WMCore
WMCore copied to clipboard
ACDC failures due to missing policy args - DQMHarvest not supported
Impact of the bug GlobalWorkQueue
Describe the bug While going through the Global WorkQueue logs I've stumbled on the following exception [1]. What I can say from a first glance it is happening only for ACDC workflows which are relying on default policy parameters:
INFO:reqmgrInteraction:Splitting /haozturk_ACDC0_Run2022D_BTagMu_10Dec2022_221221_171345_19/DataProcessingMergeDQMoutputEndOfRunDQMHarvestMerged with policy name ResubmitBlock and policy par
ams {'name': 'ResubmitBlock', 'args': {}}
Which are set here: https://github.com/dmwm/WMCore/blob/d89fc9ddee0e405e09f1deaa4fdeb895bf445947/src/python/WMCore/WorkQueue/WorkQueue.py#L1063
These types of ACDCs end up referring to ResubmitBlock
: https://github.com/dmwm/WMCore/blob/master/src/python/WMCore/WorkQueue/Policy/Start/ResubmitBlock.py
NOTE: Even though in the TraceBack the error stems from File "/usr/local/lib/python3.8/site-packages/WMCore/WorkQueue/Policy/Start/StartPolicyInterface.py", line 160, in __call__ self.split()
, the ResubmitBlock
policy redefines the default self.split()
method from https://github.com/dmwm/WMCore/blob/d89fc9ddee0e405e09f1deaa4fdeb895bf445947/src/python/WMCore/WorkQueue/Policy/Start/StartPolicyInterface.py#L48
with with its own:
https://github.com/dmwm/WMCore/blob/d89fc9ddee0e405e09f1deaa4fdeb895bf445947/src/python/WMCore/WorkQueue/Policy/Start/ResubmitBlock.py#L50
for which no key NumberOfRuns
is set.
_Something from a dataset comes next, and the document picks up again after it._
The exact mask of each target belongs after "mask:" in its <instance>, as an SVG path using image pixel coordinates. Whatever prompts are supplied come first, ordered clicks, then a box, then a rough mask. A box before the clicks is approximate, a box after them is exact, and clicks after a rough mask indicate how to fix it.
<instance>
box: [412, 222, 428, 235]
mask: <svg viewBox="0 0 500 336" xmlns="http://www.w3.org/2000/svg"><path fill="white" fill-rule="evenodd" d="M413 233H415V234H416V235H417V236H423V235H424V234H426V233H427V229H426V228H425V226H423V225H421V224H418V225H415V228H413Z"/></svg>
But how we end up referring to this key in the policy object is still a mystery to me.
In addition, those workflows are constantly retried and are filling the GWQ logs.
How to reproduce it I have not yet figured out the full set of ACDC parameter that trigger such behavior.
Expected behavior To properly map all possible ACDC parameters to the given policy.
Additional context and error message [1]
INFO:reqmgrInteraction:Splitting /haozturk_ACDC0_Run2022D_BTagMu_10Dec2022_221221_171345_19/DataProcessingMergeDQMoutputEndOfRunDQMHarvestMerged with policy name ResubmitBlock and policy params {'name': 'ResubmitBlock', 'args': {}}
ERROR:reqmgrInteraction:Exception splitting wqe haozturk_ACDC0_Run2022D_BTagMu_10Dec2022_221221_171345_19 for haozturk_ACDC0_Run2022D_BTagMu_10Dec2022_221221_171345_19: 'NumberOfRuns'
Traceback (most recent call last):
File "/usr/local/lib/python3.8/site-packages/WMCore/WorkQueue/WorkQueue.py", line 1133, in processInboundWork
work, rejectedWork, badWork = self._splitWork(inbound['WMSpec'], data=inbound['Inputs'],
File "/usr/local/lib/python3.8/site-packages/WMCore/WorkQueue/WorkQueue.py", line 1073, in _splitWork
units, rejectedWork, badWork = policy(spec, topLevelTask, data, mask, continuous=continuous)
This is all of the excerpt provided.